Un spectre politique large et très divers s'est réclamé ou se réclame de l'anticapitalisme[6],[7],[8]. En effet, on retrouve aussi bien des courants politiques anticapitalistes à gauche qu'à droite.
Les idées anticapitalistes se sont développées de pair avec l'essor du système capitaliste.

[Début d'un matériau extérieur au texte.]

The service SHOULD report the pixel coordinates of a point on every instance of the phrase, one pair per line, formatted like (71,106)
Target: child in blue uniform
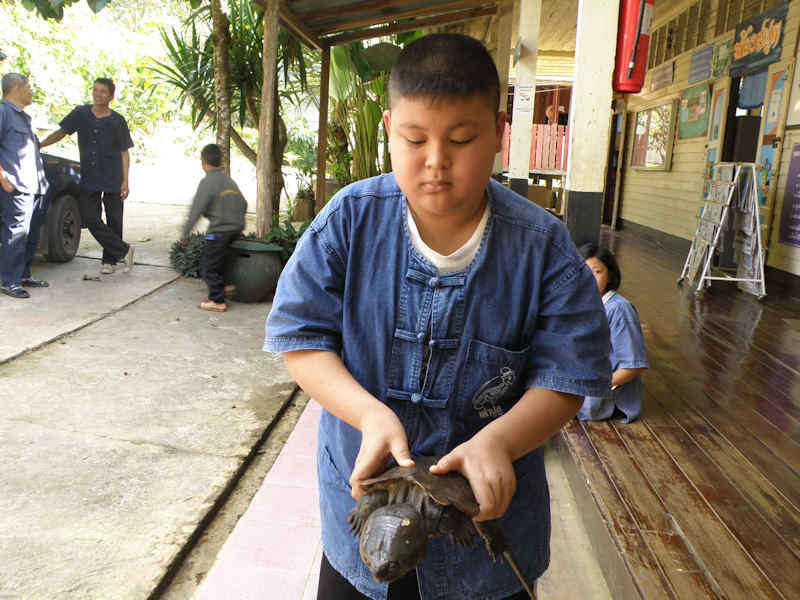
(628,354)
(432,311)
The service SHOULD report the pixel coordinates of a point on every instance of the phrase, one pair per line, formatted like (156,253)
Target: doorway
(613,183)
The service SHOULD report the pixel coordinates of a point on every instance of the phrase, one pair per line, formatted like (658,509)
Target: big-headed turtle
(405,506)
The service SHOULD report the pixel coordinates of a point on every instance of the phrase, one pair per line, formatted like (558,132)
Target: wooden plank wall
(701,495)
(669,201)
(783,256)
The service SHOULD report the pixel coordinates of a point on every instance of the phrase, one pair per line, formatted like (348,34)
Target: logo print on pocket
(486,399)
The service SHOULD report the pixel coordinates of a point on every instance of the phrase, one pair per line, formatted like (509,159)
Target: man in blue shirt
(432,311)
(22,188)
(103,142)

L'anticapitalisme socialiste naît dans les années 1840[9],[10]. Porté par une classe ouvrière démographiquement croissante et pauvre, il se développera plus tard au sein de l'Association internationale des travailleurs (AIT, 1864-1872), dont il est le principal courant. L'AIT déclare que « l'assujettissement économique du travailleur au détenteur des moyens du travail, c'est-à-dire des sources de la vie, est la cause première de la servitude dans toutes ses formes, de la misère sociale, de l'avilissement intellectuel et de la dépendance politique ». Elle ajoute que « la lutte pour l'émancipation de la classe ouvrière n'est pas une lutte pour des privilèges et des monopoles de classe, mais pour l'établissement de droits et de devoirs égaux, et pour l'abolition de toute domination de classe »[11].
Au lendemain de l'écrasement militaire de la Commune de Paris en 1871, c'est la scission entre « marxistes » et « anarchistes » autour de la méthode pour abolir le capitalisme : les « marxistes » estiment nécessaire de participer aux élections, alors que les « anarchistes » prônent l'abstention. Ces courants sont par contre d'accord sur la nécessité d'une action des exploités eux-mêmes, par une révolution sociale, ainsi que sur l'internationalisme et la lutte contre la société divisée en classes sociales (pour une société sans classe).
Jusqu'en 1917, les marxistes étaient souvent dénommés « collectivistes » ou « socialistes ».
Aujourd'hui, l'anticapitalisme est divisé en trois grands courants :
Les anarchistes, nombreux à participer à l'insurrection de la Commune de Paris de 1871, s'investissent par la suite pour une partie dans l'anarcho-syndicalisme, et une autre dans l'anarcho-communisme[12]. Ils sont au premier plan de la création de la CGT en France et de celle des Industrial Workers of the World dans les années 1910 et 1920 aux États-Unis. Ils jouent un rôle de premier plan avec la CNT en Catalogne aux côtés du POUM (communistes antistaliniens), contre le Parti communiste d'Espagne (sous la tutelle de Staline) lors de la révolution espagnole de 1936-1937. Ils furent aussi actifs pendant la Révolution russe de 1917.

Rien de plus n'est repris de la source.